With a definite thud the tilting leg of Guthrie's chair came whacking down on the piazza floor.

"Why, you inconsistent little gourmand!" he exclaimed. "Then why did you give 'one perfectly good dinner' a place on your list of necessities?"

"I don't know," whispered the young woman, a trifle tremulously. Then abruptly she burst out laughing, and the face that she turned to Guthrie again was all deliciously mussed up like a child's, with tears and smiles and breeze-blown wisps of hair.

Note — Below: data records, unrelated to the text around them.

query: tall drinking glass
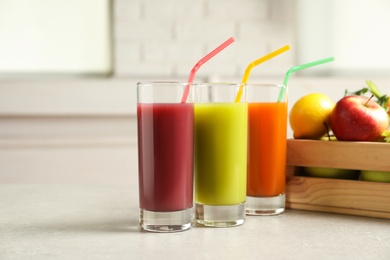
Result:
[246,84,287,215]
[137,82,194,232]
[194,83,248,227]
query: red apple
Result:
[330,95,389,142]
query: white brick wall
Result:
[113,0,296,80]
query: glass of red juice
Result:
[137,82,194,232]
[246,84,287,215]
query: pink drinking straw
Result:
[181,37,234,103]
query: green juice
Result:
[194,103,248,205]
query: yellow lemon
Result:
[289,93,335,139]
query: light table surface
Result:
[0,183,390,260]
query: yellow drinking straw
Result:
[235,45,290,102]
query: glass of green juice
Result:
[193,83,248,227]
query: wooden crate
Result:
[286,140,390,219]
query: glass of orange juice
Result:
[245,84,287,215]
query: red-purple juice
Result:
[137,103,194,211]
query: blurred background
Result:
[0,0,390,184]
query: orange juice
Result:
[247,102,287,197]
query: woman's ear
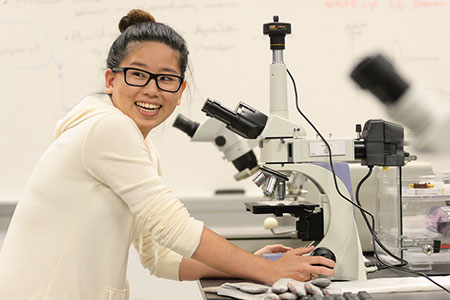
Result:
[105,69,114,94]
[177,80,187,105]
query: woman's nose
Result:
[144,78,159,94]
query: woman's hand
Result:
[263,246,336,284]
[253,244,293,256]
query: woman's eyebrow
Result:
[130,61,178,74]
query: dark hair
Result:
[106,9,189,76]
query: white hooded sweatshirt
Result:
[0,95,203,300]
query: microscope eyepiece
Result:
[350,55,409,104]
[173,114,200,137]
[202,99,267,139]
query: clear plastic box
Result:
[376,168,450,271]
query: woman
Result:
[0,10,334,300]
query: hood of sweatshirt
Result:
[55,94,118,138]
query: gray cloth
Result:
[217,282,280,300]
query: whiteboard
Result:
[0,0,450,200]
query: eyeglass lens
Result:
[125,69,182,92]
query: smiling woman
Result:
[105,41,186,138]
[0,10,335,300]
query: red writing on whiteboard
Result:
[324,0,447,12]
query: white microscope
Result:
[202,17,404,280]
[173,114,258,180]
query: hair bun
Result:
[119,9,156,33]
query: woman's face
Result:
[105,42,186,138]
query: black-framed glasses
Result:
[112,67,184,93]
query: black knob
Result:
[310,247,336,268]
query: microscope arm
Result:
[173,114,258,180]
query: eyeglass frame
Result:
[111,67,184,93]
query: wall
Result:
[0,0,450,201]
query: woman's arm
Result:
[179,257,233,280]
[179,244,292,280]
[189,227,335,284]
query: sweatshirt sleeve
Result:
[82,114,203,257]
[134,233,183,281]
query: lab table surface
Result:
[200,269,450,300]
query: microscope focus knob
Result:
[264,217,278,230]
[310,247,336,262]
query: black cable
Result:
[355,166,408,267]
[286,69,450,293]
[355,167,450,293]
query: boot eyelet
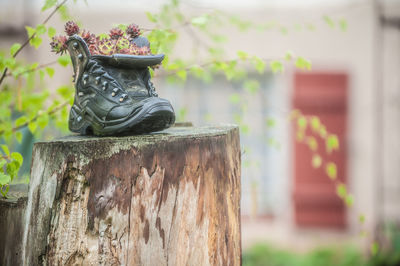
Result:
[119,93,128,103]
[103,81,108,91]
[111,88,118,97]
[82,74,89,85]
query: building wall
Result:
[1,0,400,248]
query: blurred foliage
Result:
[242,223,400,266]
[242,244,367,266]
[0,0,388,260]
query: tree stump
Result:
[22,125,241,265]
[0,184,28,265]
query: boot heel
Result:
[68,107,92,135]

"That dinner item was just another silly thing," she explained half bashfully, half defiantly. "It's only that although I practically never eat much of anything on ordinary occasions, whenever I get into any kind of danger, whenever the train runs off the track, or the steamer threatens to sink, or my car gets stuck in the subway, I'm seized with the most terrific gnawing hunger—as though—as though—" Furiously the red flushed into her face again. "Well—eternity sounds so l-long," she stammered, "and I have a perfect horror, somehow—of going to Heaven—on an empty stomach."

In mutual appreciation of a suddenly relaxed tension, the man's laughter and the woman's rang out together throughout the dooryard and startled a grazing pony into a whimpering whinny of sympathy.

"I knew you'd think my list was funny," protested the young woman. "I knew perfectly well that every single individual item on it would astonish you."

Meditatively Donas Guthrie refilled his pipe and evidently illuminated both the tobacco and the situation with the same match.

"It isn't the things that are on your list that astonish me," he remarked puffingly. "It's the things that aren't on it that have given me the bit of a jolt."

"Such as what?" frowned the young woman, sliding jerkily out to the edge of her chair.

"Why, I'd always supposed that women were inherently domestic," growled Guthrie. "I'd always somehow supposed that Love and Home would figure pretty largely on any woman's 'List of Necessities.' But you! For Heaven's sake, haven't you ever even thought of man in any specific relation to your own life?"